In response to my post on whether an atheist could be elected president, reader Jeff points to a Pew poll surveying the level of religiosity shown be members of the American Association for the Advancement of Science. This study showed that these scientists were about an order of magnitude less religious than the general American public:
[T]he poll of scientists finds that four-in-ten scientists (41%) say they do not believe in God or a higher power, while the poll of the public finds that only 4% of Americans share this view.
The writeup of the poll mentions that this study more or less agrees with the results of similar polls:
The recent survey of scientists tracks fairly closely with earlier polls that gauged scientists’ views on religion. The first of these was conducted in 1914 by Swiss-American psychologist James Leuba, who surveyed about 1,000 scientists in the United States to ask them about their views on God. Leuba found the scientific community equally divided, with 42% saying that they believed in a personal God and the same number saying they did not.
More than 80 years later, Edward Larson, a historian of science then teaching at the University of Georgia, recreated Leuba’s survey, asking the same number of scientists the exact same questions. To the surprise of many, Larson’s 1996 poll came up with similar results, finding that 40% of scientists believed in a personal God, while 45% said they did not. Other surveys of scientists have yielded roughly similar results.

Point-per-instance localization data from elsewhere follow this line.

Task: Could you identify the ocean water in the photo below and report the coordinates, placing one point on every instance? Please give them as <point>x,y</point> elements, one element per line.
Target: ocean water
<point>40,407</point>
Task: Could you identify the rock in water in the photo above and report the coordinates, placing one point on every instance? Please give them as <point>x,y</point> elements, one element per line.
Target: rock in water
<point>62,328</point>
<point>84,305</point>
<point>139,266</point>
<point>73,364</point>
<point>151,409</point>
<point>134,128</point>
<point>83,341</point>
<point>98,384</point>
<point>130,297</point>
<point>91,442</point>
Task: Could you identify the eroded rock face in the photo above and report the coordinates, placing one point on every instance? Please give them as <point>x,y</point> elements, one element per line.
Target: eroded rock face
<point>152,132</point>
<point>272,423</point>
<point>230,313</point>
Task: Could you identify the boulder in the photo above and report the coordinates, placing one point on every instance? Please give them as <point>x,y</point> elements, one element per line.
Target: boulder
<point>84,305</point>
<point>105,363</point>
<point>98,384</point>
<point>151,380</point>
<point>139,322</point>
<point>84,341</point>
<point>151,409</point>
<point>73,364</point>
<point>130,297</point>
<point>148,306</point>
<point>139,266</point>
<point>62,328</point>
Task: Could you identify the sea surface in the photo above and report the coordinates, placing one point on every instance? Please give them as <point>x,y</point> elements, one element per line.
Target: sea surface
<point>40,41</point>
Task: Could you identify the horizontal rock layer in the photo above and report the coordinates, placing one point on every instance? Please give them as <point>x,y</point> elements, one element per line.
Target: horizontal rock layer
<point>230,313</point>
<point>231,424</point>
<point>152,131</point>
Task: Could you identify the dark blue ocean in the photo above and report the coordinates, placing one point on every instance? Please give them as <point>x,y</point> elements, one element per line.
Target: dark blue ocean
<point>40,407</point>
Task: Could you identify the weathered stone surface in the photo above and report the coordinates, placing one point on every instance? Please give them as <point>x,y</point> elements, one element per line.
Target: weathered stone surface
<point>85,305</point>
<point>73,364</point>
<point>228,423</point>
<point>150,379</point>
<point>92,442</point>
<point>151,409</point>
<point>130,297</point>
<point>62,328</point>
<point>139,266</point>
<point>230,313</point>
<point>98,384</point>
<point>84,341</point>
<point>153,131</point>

The writeup doesn’t mention that Leuba did another study in 1914 of the level of belief of “greater scientists,” identified as such in the publication American Men of Science. For these guys, the level of disbelief was somewhat higher — about 53%. He replicated the study in 1933, at which point disbelief had risen to 68%. In 1998 Larson tried to replicate these studies by sending a questionnaire to members of the National Academy of Sciences, which is an elected body of distinguished scientists; the authors believe this sample was probably more selective than Leuba’s samples. For NAS members in 1998, the rate of disbelief was 72%. The level of actual personal belief had declined from 27% to 7% (the remainder are agnostics). The authors write:
As we compiled our findings, the NAS issued a booklet encouraging the teaching of evolution in public schools, an ongoing source of friction between the scientific community and some conservative Christians in the United States. The booklet assures readers, “Whether God exists or not is a question about which science is neutral”. NAS president Bruce Alberts said: “There are many very outstanding members of this academy who are very religious people, people who believe in evolution, many of them biologists.” Our survey suggests otherwise.
So, let’s consider samples of 500 people:
1 out of 500 members of Congress doesn’t believe in God.
20 out of 500 people in the general American public don’t believe.
205 out of 500 regular ol’ scientists don’t believe.
360 out of 500 distinguished scientists don’t believe.
I don’t have anything deep to say here; I just wanted to point out the gap between the religious beliefs of elite scientists and those of the general public — and the chasm between their beliefs and those of members of Congress.